LA GARDIENNE DE L’ÂME

JÉRÔME CARRON

 

Assise sur une haute corniche, elle observe la cité, insensible au temps qui passe, à la foule, au bruit. La vie d’en bas, différente et chaque jour identique, l’indiffère. Le froid, la pluie, les brûlures du soleil ne l’atteignent pas. Depuis presque deux siècles, elle est le symbole involontaire de la ville, mais elle s’en moque. Les siens existent depuis l’antiquité. Les stryges étaient citées par Pline l’Ancien dans ses textes. Des démons, mi-femmes mi-oiseaux, vivant dans les cimetières, sortant pour enlever des enfants. Celle de la cathédrale Notre-Dame de Paris ne s’est jamais envolée. 

Elle est la création de deux architectes, l’un connu, l’autre oublié. Viollet-le-Duc et Jean Baptiste Lassus remportent le concours d’architecture lancé par Prosper Mérimée en 1845. La rénovation de Notre-Dame est urgente. La bâtisse, née en 1160, est presque abandonnée. Construite sur les ruines d’un temple païen, a-t-on cru, la cathédrale a survécu aux incendies, à la révolution, aux violences. Elle a même servi à entreposer du vin. Là, elle ne sert plus à rien. Pour la sauver, Victor Hugo écrit un récit qui porte son nom en 1831. L’histoire de Frollo, d’Esmeralda et de Quasimodo est un hommage au Moyen Âge et au gothique des rosaces. Le succès du livre incite un roi parisien, Louis-Philippe 1er, à commander son renouveau. En plus d’une flèche moderne, les nouveaux bâtisseurs ajoutent des gargouilles, des statues de saints (pris pour des rois, ils avaient été brisés par les sans-culottes) un juif errant et des stryges.

Celle qui regarde le monde est seule sur la balustrade à l’angle de la tour Nord. Son visage appuyé entre ses mains, sa posture solitaire, sont devenus célèbres. En bas de la cathédrale, les vendeurs de cartes postales proposent son portrait. Un tirage en noir et blanc, par temps de brume, comme une évocation de la ville souvent grise. Avant de compléter des collections de souvenirs de voyages oubliés, elle inspira un photographe, Charles Nègre. Un gamin du Sud venu faire l’École des Beaux-Arts à Paris. Un peintre formé par Ingres.
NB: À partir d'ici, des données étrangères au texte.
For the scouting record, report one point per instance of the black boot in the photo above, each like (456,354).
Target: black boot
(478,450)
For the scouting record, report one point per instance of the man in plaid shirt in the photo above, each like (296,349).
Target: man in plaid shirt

Il est classique, il réalise des femmes nues étendues sur des divans, des évocations antiques. Mais l’homme veut évoluer, le daguerréotype l’impressionne. Il est donc possible de peindre sans peindre, de créer des images sans pinceaux, de fixer des visions de manière immédiate. Il racontera plus tard : « Je fus frappé d’étonnement à la vue de ces merveilles et, entrevoyant l’avenir réservé à cet art nouveau, je pris la résolution d’y consacrer mon temps et mes forces. » L’artiste habite sur l’île Saint-Louis, au 21, quai de Bourbon. Notre-Dame est sa voisine. Avec la photographie, l’art sort des ateliers, s’épanouit dans la rue, il vit, tangible. Charles Nègre fait des photos de chiffonniers, de randonneurs, quelques portraits, dont celui de la stryge. Sur sa photo, un homme se tient derrière la statue. C’est son ami Henri Le Secq, un photographe, fasciné comme lui par l’architecture et le gothique. Question d’époque. L’image accentue l’avancée de la corniche dans le vide, la pureté des lignes de Viollet-le-Duc et de Jean-Baptise Lassus. En arrière-plan, les toits de la ville, des immeubles, de l’architecture, encore.

Le cliché date de 1853. La même année, le dessinateur Charles Meyron immortalise la stryge sur une gravure. Personne ne sait qui a eu l’idée de la représenter en premier. Elle est toujours là. Son inutilité architecturale l’a rendue belle, la photo l’a rendue éternelle. Elle s’en moque et tire la langue. Elle est la gardienne de l’âme de Paris.